Aggregation by proxy, part 1

(I was tempted to call this Integration by Parts, but I think the other calculus fans reading Planet Mozilla would raise a pitchfork or two.)

In my last blog entry, I talked briefly about an idea I had:

Aggregation by proxy, though, means you could daisy-chain several JS objects in front of the original DOM node, in terms of method and property priorities. If you need to replace a binding, you swap out one object in the daisy-chain. No __defineSetter__ mess, though pulling it off will require a bit of custom JavaScript code. I’d love to see someone else write it up for me – I see it as a trivial extension of the forwarding proxy examples.

Okay, it’s not that trivial. But I do believe it’s doable. If you exclude the DOM node and just daisy-chain a bunch of JavaScript objects, you get something like this. (Note this will only work in recent FF4 beta builds.)

Tom Van Cutsem saw my sample this way in an e-mail he sent back:

If that’s the case, I think your code here actually demonstrates two nice use cases of proxies:

  1. it shows aggregation of object properties.
  2. it shows how you can create a “side-effect-free” proxy for an object (or a graph of objects), which provides the illusion of side-effects (adding/deleting properties) to the proxy client without affecting the wrapped object.

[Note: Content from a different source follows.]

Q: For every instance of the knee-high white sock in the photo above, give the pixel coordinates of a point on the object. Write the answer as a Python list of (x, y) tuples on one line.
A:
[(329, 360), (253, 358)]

I can imagine proxies that support only 1) or 2) to be useful in their own right. It may even make sense to separate out the functionality into two proxies and then chain them together so that we have:
client -> side-effect-free-proxy -> aggregate-proxy -> target

The version I’m posting here has Tom’s annotations in the source code.

There’s room for improvement. This code will work only with pure JavaScript objects, and can violate rules for setters. I’m thinking this design only takes me part of the way there. I imagine aggregation by proxy as meaning “I can combine implementations of two different IDL interfaces into a single callable object”. That means fun with QueryInterface, for starters. I also need to work on a SingletonHandler (hint: I’ve already prototyped that too), so that document.getElementById(“test”) returns me the same object every time.

I’d love to work on this with fellow Mozilla contributors, to build a complete aggregation by proxy script for the DOM. Anyone interested?